People with a learning disability and autistic people should live in their own home and have the right support in place to live an ordinary life. This includes access to education, employment and other opportunities which help people to fulfil their aspirations. We know these aspirations are not currently being met.
The action plan brings together the commitments that have been made by different partners to realise this aim.
We want this action plan to support the NHS long-term plan commitment to achieve a 50% net reduction in the number of people with a learning disability and autistic people being cared for in an in-patient unit by the end of March 2024. There may be times when admission to a mental health hospital is necessary and has a therapeutic benefit. Where this is the case, we are clear that this care should be of high quality, the least restrictive possible and for the shortest time possible. It should also be close to home so that a connection can be maintained with family, friends, and their local community.
Too often we have heard that the care of people with a learning disability and autistic people in specialist mental health in-patient care has fallen far short of the standards we would expect. Instances of abuse or poor care, as seen in appalling cases such as Winterbourne View, Whorlton Hall and Cawston Park, are unacceptable. I am determined that, working with our partners, we do everything we can stop this from happening again. I am pleased the NHS is taking action to avoid admitting people with a learning disability and autistic people to hospital settings rated inadequate by the CQC unless, in exceptional circumstances, it is in the best interests of the individual and their family and is being done with their involvement.
In the manifesto, we committed to improving how people with a learning disability and autistic people are treated in law and to making it easier for them to be discharged from hospital. Our proposed reforms to the Mental Health Act will support this by ensuring people with a learning disability and autistic people can only be detained where there is a clear mental health need and by creating new duties on commissioners to ensure that there are sufficient community-based services in their local area to support people with a learning disability and autistic people.

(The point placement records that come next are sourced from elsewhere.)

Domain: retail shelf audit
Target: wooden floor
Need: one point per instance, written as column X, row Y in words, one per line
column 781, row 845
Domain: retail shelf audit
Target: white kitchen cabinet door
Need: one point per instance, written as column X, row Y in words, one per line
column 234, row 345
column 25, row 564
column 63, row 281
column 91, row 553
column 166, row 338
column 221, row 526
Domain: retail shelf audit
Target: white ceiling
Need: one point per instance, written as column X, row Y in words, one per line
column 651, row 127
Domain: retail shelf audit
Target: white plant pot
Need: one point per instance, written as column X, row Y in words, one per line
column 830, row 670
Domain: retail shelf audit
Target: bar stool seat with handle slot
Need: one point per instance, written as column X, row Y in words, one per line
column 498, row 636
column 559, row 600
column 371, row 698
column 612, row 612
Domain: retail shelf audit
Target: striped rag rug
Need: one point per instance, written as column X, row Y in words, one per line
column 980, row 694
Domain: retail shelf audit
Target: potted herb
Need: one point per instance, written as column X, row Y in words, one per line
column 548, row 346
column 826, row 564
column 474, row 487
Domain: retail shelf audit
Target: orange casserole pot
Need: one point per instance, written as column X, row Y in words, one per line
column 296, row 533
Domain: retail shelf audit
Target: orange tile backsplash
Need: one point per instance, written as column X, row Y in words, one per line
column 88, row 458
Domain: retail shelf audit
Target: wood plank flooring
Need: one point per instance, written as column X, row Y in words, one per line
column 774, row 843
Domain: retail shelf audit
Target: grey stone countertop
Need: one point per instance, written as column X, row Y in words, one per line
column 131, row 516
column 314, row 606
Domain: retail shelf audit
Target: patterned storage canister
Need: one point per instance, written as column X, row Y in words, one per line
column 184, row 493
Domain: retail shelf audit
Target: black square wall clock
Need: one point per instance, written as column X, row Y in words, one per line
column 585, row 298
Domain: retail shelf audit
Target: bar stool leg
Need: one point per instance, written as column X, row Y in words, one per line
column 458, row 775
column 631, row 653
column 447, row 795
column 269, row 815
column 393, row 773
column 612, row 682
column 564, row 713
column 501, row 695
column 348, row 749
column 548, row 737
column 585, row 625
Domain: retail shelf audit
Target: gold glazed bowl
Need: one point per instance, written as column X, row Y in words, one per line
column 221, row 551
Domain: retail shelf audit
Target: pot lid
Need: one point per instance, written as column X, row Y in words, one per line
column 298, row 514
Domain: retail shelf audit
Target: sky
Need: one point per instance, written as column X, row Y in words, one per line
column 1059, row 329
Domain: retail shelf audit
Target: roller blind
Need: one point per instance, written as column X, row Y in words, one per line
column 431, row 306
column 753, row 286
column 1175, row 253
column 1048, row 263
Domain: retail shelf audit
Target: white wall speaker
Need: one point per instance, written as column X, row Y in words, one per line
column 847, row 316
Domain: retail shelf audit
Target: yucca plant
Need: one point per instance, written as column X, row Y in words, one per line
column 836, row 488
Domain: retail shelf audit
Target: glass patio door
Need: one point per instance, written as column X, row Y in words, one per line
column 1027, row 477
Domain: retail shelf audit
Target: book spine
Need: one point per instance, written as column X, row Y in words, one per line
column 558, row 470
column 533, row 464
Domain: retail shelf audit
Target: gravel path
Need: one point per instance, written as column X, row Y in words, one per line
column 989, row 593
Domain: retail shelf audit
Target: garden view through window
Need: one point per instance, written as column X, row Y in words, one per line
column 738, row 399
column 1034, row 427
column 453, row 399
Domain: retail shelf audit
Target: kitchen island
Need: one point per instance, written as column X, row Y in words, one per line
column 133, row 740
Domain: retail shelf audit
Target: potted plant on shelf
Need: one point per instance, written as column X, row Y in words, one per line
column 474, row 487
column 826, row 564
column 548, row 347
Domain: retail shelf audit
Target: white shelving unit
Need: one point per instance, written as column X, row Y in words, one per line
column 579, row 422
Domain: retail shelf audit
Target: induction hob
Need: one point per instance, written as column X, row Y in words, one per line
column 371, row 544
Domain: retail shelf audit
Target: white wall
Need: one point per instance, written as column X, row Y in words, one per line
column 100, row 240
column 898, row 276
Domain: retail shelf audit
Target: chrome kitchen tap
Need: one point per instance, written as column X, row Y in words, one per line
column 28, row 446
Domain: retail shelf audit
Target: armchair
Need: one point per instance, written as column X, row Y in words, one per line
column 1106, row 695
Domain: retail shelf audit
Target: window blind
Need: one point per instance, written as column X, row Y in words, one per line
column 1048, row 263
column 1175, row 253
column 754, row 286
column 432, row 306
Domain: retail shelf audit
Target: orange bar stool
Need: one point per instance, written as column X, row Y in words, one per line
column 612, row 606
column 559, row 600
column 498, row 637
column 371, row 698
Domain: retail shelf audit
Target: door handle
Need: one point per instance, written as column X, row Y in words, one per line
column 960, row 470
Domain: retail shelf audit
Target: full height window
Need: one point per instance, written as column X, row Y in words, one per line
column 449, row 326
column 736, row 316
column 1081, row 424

Delivering “Building the right support” is a joint endeavour—no one organisation can make this happen on their own. The “Building the right support” delivery board, which I chair, brings together organisations with the levers to make change happen. The board will have oversight of the implementation of this plan.
The action plan includes:
work to ensure that people with a learning disability and autistic people receive high quality
care and support, and are safe;
a commitment to make it easier to leave hospital when people are ready;
what is being done to enable people to live an ordinary life in the community, for example
with the right housing and support;
specific activities to enable a good start to life, including early diagnosis and positive :
experiences of education;
reforms across Government to make wider improvements, such as the Mental Health Act and adult social care reforms; and,
work and changes to deliver increased integration and join-up across systems.
We also recognise that the way that funding flows through and across the health and social care system can impact on the provision of support and people’s overall experiences of care. To support this, we commissioned an independent consultancy organisation to undertake a rapid review of funding flows. I am pleased that we have been able to publish the report alongside the plan today and I will work with the delivery board to take forward action in response to the findings.